Dutch polders are coming to Singapore
To tackle rising sea levels and decreasing land availability, Singapore prime minister Lee Hsien Loong announced in the annual National Day Rally speech that the construction of more polders is a serious option. Singapore is currently constructing its first polder at the north-western tip of Pulau Tekong island, using Dutch knowhow.
Sea level rise
Prime Minister Lee Hsien Loong made his National Day Rally speech on August 18th, and discussed the challenges facing Singapore, such as a slowing economy, trade tensions between the United States and China, and climate change.
PM Lee spoke about sea level rise being a certainty. The only uncertainty is whether the rise will manifest a few decades earlier than is now predicted. “We have to defend ourselves and polders are a serious option. We have looked at other countries for inspiration.
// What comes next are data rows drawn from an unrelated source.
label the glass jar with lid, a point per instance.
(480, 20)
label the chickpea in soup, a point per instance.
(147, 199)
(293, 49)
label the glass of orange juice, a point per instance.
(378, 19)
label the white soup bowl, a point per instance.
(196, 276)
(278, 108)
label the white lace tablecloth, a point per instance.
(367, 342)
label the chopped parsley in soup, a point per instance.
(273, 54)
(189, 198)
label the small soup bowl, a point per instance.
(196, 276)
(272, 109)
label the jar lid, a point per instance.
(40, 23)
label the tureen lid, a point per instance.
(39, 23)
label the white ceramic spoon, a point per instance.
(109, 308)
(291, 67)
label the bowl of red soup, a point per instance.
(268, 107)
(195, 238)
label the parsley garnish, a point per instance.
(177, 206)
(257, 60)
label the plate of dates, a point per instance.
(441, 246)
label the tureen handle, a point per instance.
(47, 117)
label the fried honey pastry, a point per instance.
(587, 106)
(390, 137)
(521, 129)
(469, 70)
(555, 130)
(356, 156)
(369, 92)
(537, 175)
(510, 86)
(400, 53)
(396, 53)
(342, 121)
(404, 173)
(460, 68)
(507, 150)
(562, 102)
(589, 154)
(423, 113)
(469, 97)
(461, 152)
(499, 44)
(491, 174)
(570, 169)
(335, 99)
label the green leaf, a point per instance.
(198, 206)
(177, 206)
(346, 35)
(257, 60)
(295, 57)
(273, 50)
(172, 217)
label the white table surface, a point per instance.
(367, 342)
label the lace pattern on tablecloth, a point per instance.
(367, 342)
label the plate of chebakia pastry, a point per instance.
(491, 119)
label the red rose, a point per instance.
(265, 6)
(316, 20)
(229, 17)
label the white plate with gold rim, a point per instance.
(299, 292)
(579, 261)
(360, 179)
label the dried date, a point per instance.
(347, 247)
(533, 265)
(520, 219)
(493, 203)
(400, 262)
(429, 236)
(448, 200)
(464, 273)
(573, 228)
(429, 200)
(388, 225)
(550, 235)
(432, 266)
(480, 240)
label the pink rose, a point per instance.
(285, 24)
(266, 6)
In particular, we studied the Netherlands”, Lee said.
Two for one
Singapore is seriously studying the option to construct a sea wall for the eastern coastline. “Building the sea wall further out, will not only protect existing low-lying areas but we extend out and create more land reclaimed from the sea which we can use for housing and other valuable purpose”.
Another option is the construction of a series of islands offshore and connect them up with barrages. “This would create a freshwater reservoir, which will be similar to Marina Reservoir”, PM Lee said. “This solution will make PUB water utility very happy because it will provide us with another big reservoir and it will enhance our water resilience.”
First polder under construction
PM Lee mentioned that Singapore is currently constructing a small polder to gain experience. The initial feasibility studies have been conducted by research institute Deltares. The polder has been designed by consultancy firm Royal HaskoningDHV and dredging company Boskalis is involved in the construction.
Singapore’s first polder at Pulau Tekong is scheduled to be ready by 2022.
PM Lee said that Singapore will keep its climate adaptation plan flexible. “But we must start now and sustain the effort, as the Dutch have done over the centuries”, he said.
The protection against the rising sea level will cost Singapore probably 100 billion Singapore dollar over 100 years. “Because it is a 50-100-year problem, we can implement a 50 to 100-year solution. That way we can afford it, and when we need it, we will have it ready”.